To protect the doctor-patient relationship, and keep good doctors doing good work, we must eliminate wasteful and frivolous medical lawsuits. And tonight I propose that individuals who buy catastrophic health care coverage, as part of our new health savings accounts, be allowed to deduct 100 percent of the premiums from their taxes.
A government-run health care system is the wrong prescription. By keeping costs under control, expanding access, and helping more Americans afford coverage, we will preserve the system of private medicine that makes America's health care the best in the world.
One of the worst decisions our children can make is to gamble their lives and futures on drugs. Our government is helping parents confront this problem with aggressive education, treatment, and law enforcement. Drug use in high school has declined by 11 percent over the last two years. Four hundred thousand fewer young people are using illegal drugs than in the year 2001.
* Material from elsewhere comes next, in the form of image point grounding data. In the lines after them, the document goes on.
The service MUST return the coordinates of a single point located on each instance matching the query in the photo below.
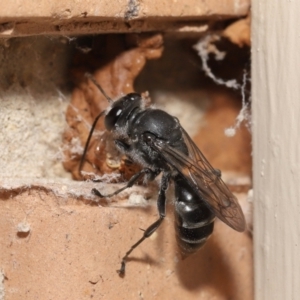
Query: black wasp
(156, 140)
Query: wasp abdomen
(194, 221)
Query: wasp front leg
(161, 206)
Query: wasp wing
(204, 178)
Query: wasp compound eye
(133, 96)
(112, 117)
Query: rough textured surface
(72, 251)
(82, 17)
(57, 242)
(117, 63)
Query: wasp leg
(151, 175)
(161, 206)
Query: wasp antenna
(88, 140)
(91, 77)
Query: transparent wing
(207, 180)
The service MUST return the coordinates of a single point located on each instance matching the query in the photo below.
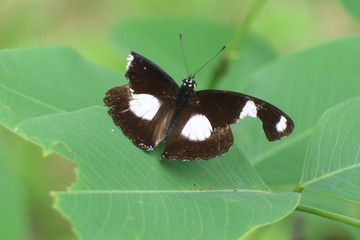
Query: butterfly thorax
(186, 90)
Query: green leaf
(332, 163)
(41, 81)
(174, 214)
(13, 215)
(64, 116)
(352, 6)
(304, 86)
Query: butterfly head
(189, 82)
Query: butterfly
(193, 125)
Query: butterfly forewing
(144, 107)
(233, 106)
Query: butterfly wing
(203, 130)
(144, 107)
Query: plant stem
(236, 43)
(333, 216)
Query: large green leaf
(13, 217)
(353, 7)
(174, 214)
(332, 163)
(64, 114)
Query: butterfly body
(193, 124)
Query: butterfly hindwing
(197, 137)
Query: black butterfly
(193, 124)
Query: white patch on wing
(198, 128)
(249, 110)
(144, 106)
(281, 125)
(129, 59)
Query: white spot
(144, 106)
(281, 125)
(129, 59)
(249, 110)
(198, 128)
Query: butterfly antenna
(222, 49)
(183, 52)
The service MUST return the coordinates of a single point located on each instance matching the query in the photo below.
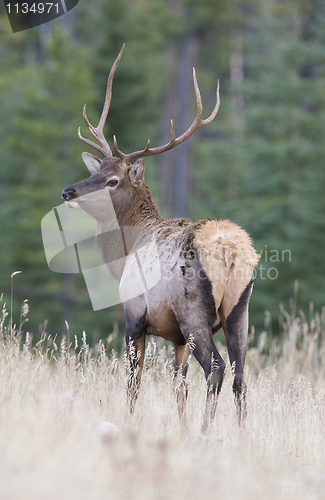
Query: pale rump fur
(228, 259)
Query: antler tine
(196, 124)
(92, 144)
(97, 132)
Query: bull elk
(206, 267)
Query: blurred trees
(260, 162)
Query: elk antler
(97, 132)
(197, 123)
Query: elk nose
(68, 194)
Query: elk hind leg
(136, 348)
(236, 332)
(180, 385)
(213, 365)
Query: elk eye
(112, 183)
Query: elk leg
(214, 367)
(180, 385)
(236, 332)
(136, 348)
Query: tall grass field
(66, 432)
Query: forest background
(260, 163)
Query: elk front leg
(136, 348)
(180, 385)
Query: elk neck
(141, 211)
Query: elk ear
(92, 162)
(136, 173)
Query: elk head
(122, 177)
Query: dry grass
(52, 399)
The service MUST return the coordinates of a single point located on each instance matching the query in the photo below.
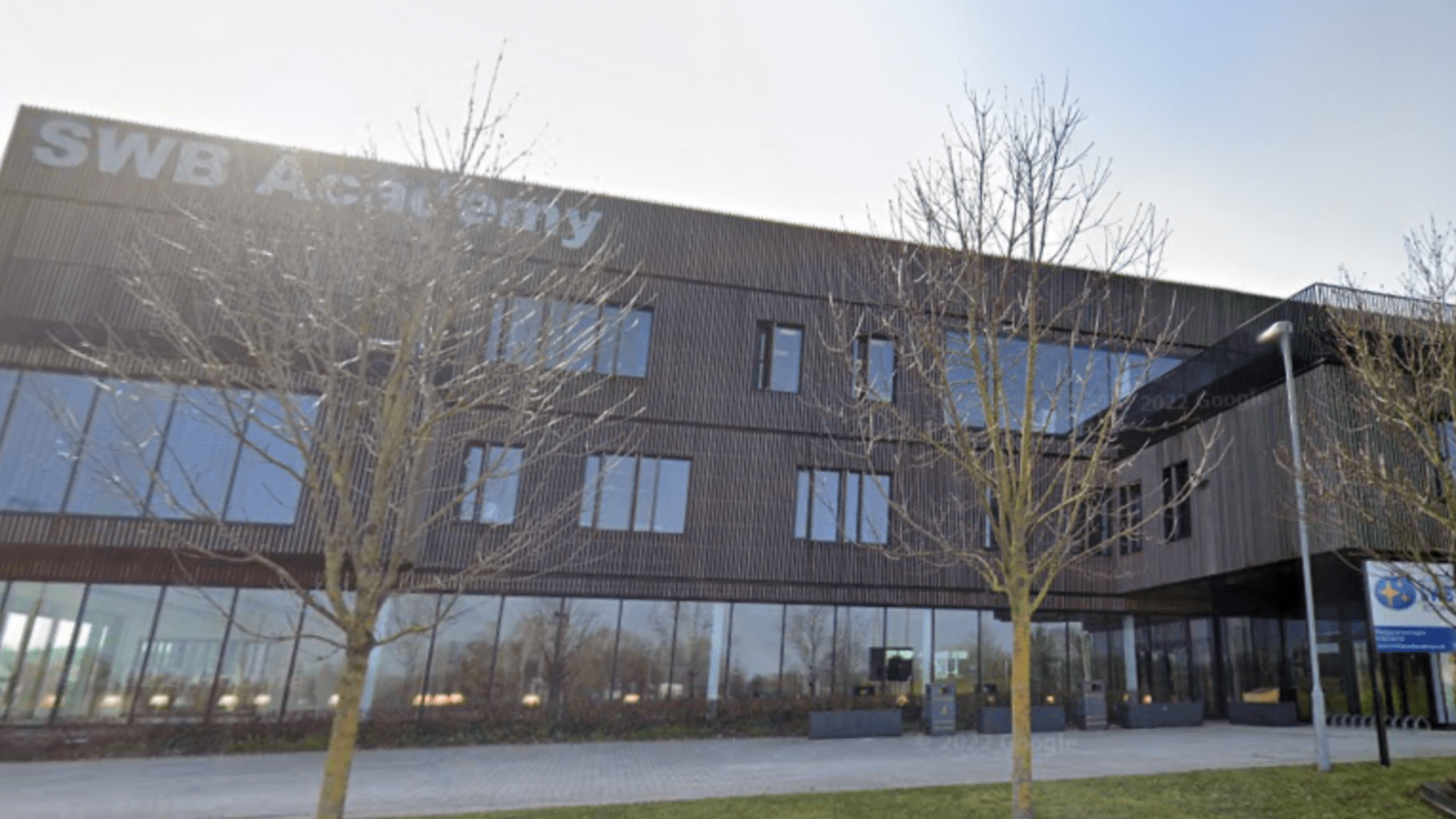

A strong America must also value the institution of marriage. I believe we should respect individuals as we take a principled stand for one of the most fundamental, enduring institutions of our civilization. Congress has already taken a stand on this issue by passing the Defense of Marriage Act, signed in 1996 by President Clinton. That statute protects marriage under federal law as a union of a man and a woman, and declares that one state may not redefine marriage for other states.
Activist judges, however, have begun redefining marriage by court order, without regard for the will of the people and their elected representatives. On an issue of such great consequence, the people's voice must be heard. If judges insist on forcing their arbitrary will upon the people, the only alternative left to the people would be the constitutional process. Our nation must defend the sanctity of marriage.
It's also important to strengthen our communities by unleashing the compassion of America's religious institutions. Religious charities of every creed are doing some of the most vital work in our country mentoring children, feeding the hungry, taking the hand of the lonely. Yet government has often denied social service grants and contracts to these groups, just because they have a cross or a Star of David or a crescent on the wall. By executive order, I have opened billions of dollars in grant money to competition that includes faith-based charities. Tonight I ask you to codify this into law, so people of faith can know that the law will never discriminate against them again.
The momentum of freedom in our world is unmistakable and it is not carried forward by our power alone. We can trust in that greater power who guides the unfolding of the years. And in all that is to come, we can know that His purposes are just and true.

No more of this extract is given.